Let me recall the anti-defection law. The “Aaya Ram Gaya Ram” phrase was coined in 1967 after Haryana MLA Gaya Ram changed parties thrice on the same day. The thrust of the anti-defection law was to prevent such political defections which may be due to reward of office or similar considerations. The 10th Schedule was inserted in the Constitution in 1985 which spelt out the process by which legislators may be disqualified.
I am not going into the question of when an MLA can be disqualified. Such provisions are well spelt out and are quite well known in the corridors of power. However, politics these days is run by the “sab chalta hai” mentality. In the circumstances, who cares for ethics and principles?
In fact, the record of Indian politics has been one of mergers, splits, electoral alliances and defections. Of course, in Karnataka and Goa cases, one could notice the “Aya Ram” phenomenon towards the BJP’s magnetic power which seems to attract power-hungry Congress and JD(S) legislators!
Well, the quality of Indian democracy cannot be upgraded as long as double standards, hypocrisy and doublespeak rule the political thinking and action. In fact, slavish mentality cannot help the democratic process to grow on healthy lines.
Take the question of a national alternative. The Congress is on the decline, for the present, simply because it has failed to learn from its earlier mistakes. A healthy opposition alternative has to be based on clear-cut policies and programmes, not on negativism.

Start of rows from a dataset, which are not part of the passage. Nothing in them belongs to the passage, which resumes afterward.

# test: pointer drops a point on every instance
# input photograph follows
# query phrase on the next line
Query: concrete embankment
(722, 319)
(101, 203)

Going the way Rahul Gandhi has conducted himself in national power politics before and after the poll verdict, I see him as an escapist from the challenges before him. His escapist attitude has created a leadership crisis for the historical party.

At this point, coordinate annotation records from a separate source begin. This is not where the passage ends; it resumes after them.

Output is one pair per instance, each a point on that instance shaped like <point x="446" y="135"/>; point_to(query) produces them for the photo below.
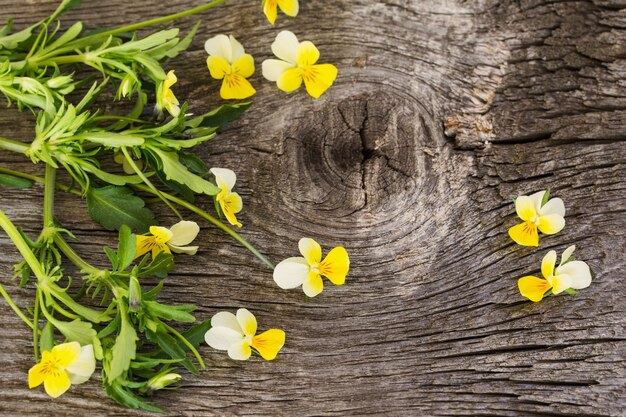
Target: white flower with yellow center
<point x="64" y="365"/>
<point x="230" y="203"/>
<point x="307" y="271"/>
<point x="169" y="240"/>
<point x="289" y="7"/>
<point x="229" y="62"/>
<point x="537" y="214"/>
<point x="297" y="64"/>
<point x="237" y="335"/>
<point x="569" y="274"/>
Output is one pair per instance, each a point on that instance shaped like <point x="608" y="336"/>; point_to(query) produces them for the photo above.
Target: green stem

A seasoned Congress leader ought to be made of sterner stuff and be committed to the basic democratic values and responsibilities. No wonder, the opposition scene right now is appalling. The trouble is that most opposition leaders seem to be self-centred and wedded to personal ambitions. Perhaps, this is what makes Indian politics a fascinating force, notwithstanding the dominating presence of Prime Minister Modi in the BJP-led NDA regime.

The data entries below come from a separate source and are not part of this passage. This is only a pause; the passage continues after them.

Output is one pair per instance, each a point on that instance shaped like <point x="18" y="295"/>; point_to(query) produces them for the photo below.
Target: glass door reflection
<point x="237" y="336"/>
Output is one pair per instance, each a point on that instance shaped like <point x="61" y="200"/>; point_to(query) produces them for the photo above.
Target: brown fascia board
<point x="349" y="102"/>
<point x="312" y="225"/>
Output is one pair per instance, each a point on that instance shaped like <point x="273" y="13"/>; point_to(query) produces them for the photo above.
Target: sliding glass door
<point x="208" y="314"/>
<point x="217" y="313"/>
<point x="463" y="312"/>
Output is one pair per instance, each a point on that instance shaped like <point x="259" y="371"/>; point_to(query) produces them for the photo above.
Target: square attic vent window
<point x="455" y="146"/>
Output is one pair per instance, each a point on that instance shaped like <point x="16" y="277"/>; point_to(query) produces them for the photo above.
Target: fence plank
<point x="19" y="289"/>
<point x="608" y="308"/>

I occasionally feel that Indian society deserves a better deal. But, at the same time, I realise that a society gets the leaders it deserves. I am not going into the question of merits or demerits of our leaders. But, I would like to say that India’s “intellectuals” hovering around the corridors of power have also contributed to confusing the people with regard to their real problems and issues for petty favours. Perhaps, they are the victims of the prevailing atmosphere in the country.
It is a hard fact that values and ethics have declined. I do not wish to blame any leader or party.
As for the people, their central concern is the nation must move forward towards a cleaner public and political life. I passionately believe that India must rediscover itself, re-building its structure a new on modern but value-based foundations. Will our leaders, irrespective of their political colour, draw certain pertinent lessons from Karnataka and Goa developments in a wider rational perspective?
It is necessary to build the national character in every segment of our society.
The moot question is: how to revive the public faith of the people in the nation’s destiny, and not get lost in the majority-minority syndrome? India has a composite culture. All its elements have to be strengthened at the grassroots.
Look at Indonesia. It is the largest Muslim country in the world. Yet its culture bears a Hindu stamp which flourishes unquestioned. Indians can also learn from the philosophy of Sufi saints. It is a pity that the people of the Kashmir Valley seem to be ignoring it. They must come out of their mental barriers and be part of the national mainstream while retaining their traditional values!